Ange, Christian Paty & Stéphane Paitreau
Die Legende der Drachenritter 5
Die Schlossgärten
(La geste des chevaliers dragons: Les jardins du palais, 2006)
Aus dem Französischen von Tanja Krämling
Titelgestaltung von Dirk Schulz
Nach den Ideen von Ange und Alberto Varanda
Splitter-Verlag, 2008, Hardcover, 48 Seiten, 12,80 EUR, ISBN 978-3-93923-37-7
Von Irene Salzmann
Alanessi von Alexira besteht darauf, anlässlich seiner Krönungsfeierlichkeiten das Medaillon Ra-Vedra, das seit dem Tod des früheren Dogen von Faiza verschollen ist, zu tragen. Er sendet die hochmütige Drachenritterin Snejana aus, um das wertvolle Schmuckstück zu bergen. Snejana wird von einem jungen Mädchens namens Jo begleitet, das gegen seinen Willen zur Ritterin ausgebildet werden soll – die Familie ahnt nicht, dass Jo längst keine Jungfrau mehr ist -, und von der erfahrenen Ritterin Ralena, die als Einzige den Kampf gegen den Drachen, der Faiza heimgesucht hatte, überlebte.
Die drei ungleichen jungen Frauen dringen in den Thronsaal ein, doch keine findet das, was sie erwartet hat. Jede von ihnen muss sich ihren Gespenstern stellen und sie überwinden, um das gefährliche Abenteuer zu bestehen, denn das Übel, das von allem Drachen ausgeht, ist nicht gebannt worden…
Jeder Band von „Die Legende der Drachenritter“ ist von einem anderen Zeichner illustriert worden. Tatsächlich machte man hier aus der Not eine Tugend: Alberto Varanda sah sich außerstande, regelmäßig eine neue Geschichte liefern zu können, so dass verschiedene Künstler die Möglichkeit erhielten, der spannenden Fantasy-Serie ebenfalls ihren Stempel aufzudrücken. In Folge gibt es nicht nur mannigfaltige Stil-Varianten, auch die einzelnen Alben sind in sich abgeschlossen und erlauben es Ange, allerlei Ideen zu realisieren.

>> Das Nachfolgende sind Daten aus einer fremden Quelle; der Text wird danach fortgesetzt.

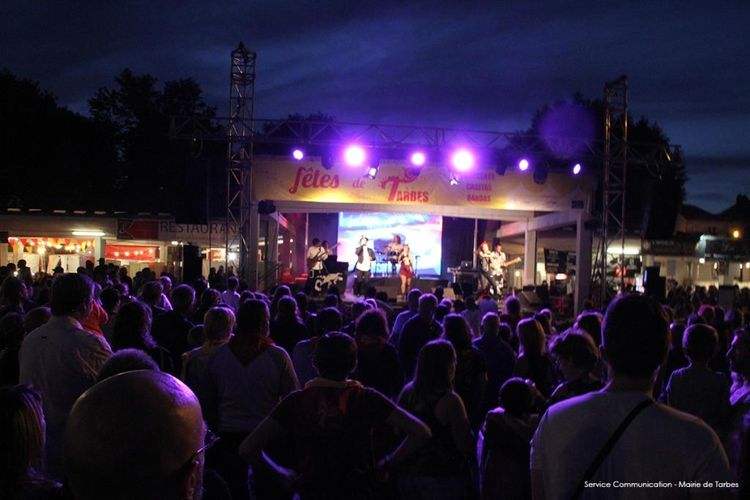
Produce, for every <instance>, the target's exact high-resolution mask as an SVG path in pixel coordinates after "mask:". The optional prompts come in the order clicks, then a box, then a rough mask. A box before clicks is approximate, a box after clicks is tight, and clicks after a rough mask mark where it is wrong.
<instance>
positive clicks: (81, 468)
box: [65, 370, 215, 500]
mask: <svg viewBox="0 0 750 500" xmlns="http://www.w3.org/2000/svg"><path fill="white" fill-rule="evenodd" d="M214 439H215V438H213V437H212V436H211V435H210V434H207V433H206V426H205V424H204V423H203V418H202V414H201V407H200V405H199V404H198V400H197V398H196V397H195V395H193V393H192V392H191V391H190V389H188V388H187V387H186V386H185V385H184V384H183V383H182V382H180V381H179V380H177V379H176V378H174V377H172V376H171V375H168V374H166V373H162V372H158V371H151V370H139V371H131V372H127V373H121V374H119V375H115V376H113V377H110V378H108V379H106V380H104V381H102V382H100V383H98V384H96V385H95V386H94V387H92V388H91V389H89V390H88V391H86V393H85V394H84V395H83V397H81V398H80V399H79V400H78V401H77V402H76V404H75V406H74V407H73V409H72V411H71V413H70V418H69V420H68V425H67V429H66V432H65V471H66V474H67V478H68V480H69V486H70V489H71V490H72V493H73V496H74V497H75V499H76V500H122V499H126V498H130V499H139V500H199V499H200V498H201V495H202V489H203V488H202V487H203V484H202V476H203V462H204V454H205V451H206V449H207V448H208V447H210V446H211V445H212V444H214V442H215V441H214Z"/></svg>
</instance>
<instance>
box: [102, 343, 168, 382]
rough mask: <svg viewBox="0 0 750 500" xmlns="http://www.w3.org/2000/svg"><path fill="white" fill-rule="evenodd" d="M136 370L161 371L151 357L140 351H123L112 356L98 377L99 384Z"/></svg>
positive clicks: (144, 352) (106, 363)
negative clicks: (109, 378) (114, 375)
mask: <svg viewBox="0 0 750 500" xmlns="http://www.w3.org/2000/svg"><path fill="white" fill-rule="evenodd" d="M135 370H153V371H160V370H159V365H157V364H156V361H154V360H153V359H152V358H151V356H149V355H148V354H146V353H145V352H143V351H141V350H140V349H132V348H127V349H121V350H119V351H117V352H115V353H113V354H112V356H110V358H109V359H108V360H107V362H106V363H104V365H102V369H101V370H99V375H98V376H97V377H96V381H97V382H101V381H102V380H104V379H108V378H109V377H112V376H114V375H117V374H118V373H125V372H132V371H135Z"/></svg>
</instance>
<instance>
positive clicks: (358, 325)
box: [354, 309, 404, 399]
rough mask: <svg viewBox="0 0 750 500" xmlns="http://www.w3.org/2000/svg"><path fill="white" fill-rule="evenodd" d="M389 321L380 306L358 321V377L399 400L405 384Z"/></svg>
mask: <svg viewBox="0 0 750 500" xmlns="http://www.w3.org/2000/svg"><path fill="white" fill-rule="evenodd" d="M387 338H388V323H387V321H386V319H385V314H384V313H383V312H382V311H381V310H380V309H370V310H368V311H365V312H363V313H362V314H361V315H360V316H359V317H358V318H357V322H356V330H355V339H356V341H357V347H358V349H357V369H356V371H355V374H354V378H355V379H357V380H359V381H360V382H361V383H362V384H363V385H364V386H365V387H371V388H373V389H375V390H377V391H379V392H380V393H382V394H383V395H384V396H386V397H388V398H390V399H395V398H396V397H397V396H398V394H399V392H401V389H402V388H403V386H404V374H403V372H402V371H401V363H400V362H399V360H398V353H397V352H396V348H395V347H393V346H392V345H391V344H389V343H388V342H387V341H386V339H387Z"/></svg>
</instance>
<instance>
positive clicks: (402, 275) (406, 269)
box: [398, 245, 414, 295]
mask: <svg viewBox="0 0 750 500" xmlns="http://www.w3.org/2000/svg"><path fill="white" fill-rule="evenodd" d="M398 262H399V264H401V268H400V269H399V271H398V275H399V277H400V278H401V295H406V292H407V291H408V290H409V289H410V288H411V280H412V278H413V277H414V258H413V257H412V255H411V249H410V248H409V245H404V247H403V249H402V251H401V255H400V256H399V258H398Z"/></svg>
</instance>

Waren sonst die Drachenritter tapfere, jungfräuliche Kämpferinnen, die die Ideale des Ordens hoch hielten und bereit waren, ihr Leben zu geben, um die Bevölkerung zu schützen, ohne dafür auch nur Dank zu erwarten, so wird in dieser Story einmal ein anderes Bild von ihnen gezeichnet, das durchaus überrascht:
Die kampferprobte Ritterin Ralena leidet darunter, dass niemand ihren Sieg über den Drachen von Fazia bezeugen konnte und man sie als Oberin einer Schule ohne Schüler in der langsam verfallenden Stadt zurück ließ. Schon bald erhält sie eine neue Gelegenheit, sich zu bewähren, was ihr Selbstvertrauen stärkt. Die arrogante Snejana, für die nur Erfolg und Ruhm zählen, lässt es an Achtung gegenüber der älteren Kriegerin missen und bekommt eine harte Lektion erteilt. Jo wiederum ist ein verliebtes Mädchen und keine Kämpferin. Da sie ihre Jungfräulichkeit verloren hat, fürchtet sie sich vor dem Übel – denn vielleicht ist der Drache von Faiza gar nicht tot, oder weshalb kehrten Soldaten und Plünderer, die sich in den Palast wagten, niemals zurück? Letztlich hat sie die schlechtesten Karten in der Hand und übertrumpft dann doch alle.
Die Geschichte ist nicht nur packend erzählt, sie überzeugt auch durch diese sehr gegensätzlichen Charaktere, durch die die menschliche Seite der Drachenritter stärker beleuchtet wird als je zuvor, denn nicht allen wird der ihnen zustehende Erfolg zuteil, nicht jede zeigt schwesterliche Gefühle und stellt das Wohl der Gemeinschaft über das eigene oder empfinden die Berufung als Ehre. Aber auch das Böse erweist sich als wandelbar. Steckte sonst ein Drache hinter den Veränderungen, die das Land, seine Flora, Fauna und Menschen befielen, so entwickelt auch das Erbe des Drachen eine neue Qualität.
Dadurch und auch durch die sehr ansprechenden, realistischen Zeichnungen, die voller Details sind und zudem durch eine angemessene, stimmungsvolle Kolorierung gefallen, zählt „Die Schlossgärten“ sicher zu einem der interessantesten Alben dieser wunderschönen Reihe, die sich kein Fantasy-Fan entgehen lassen sollte.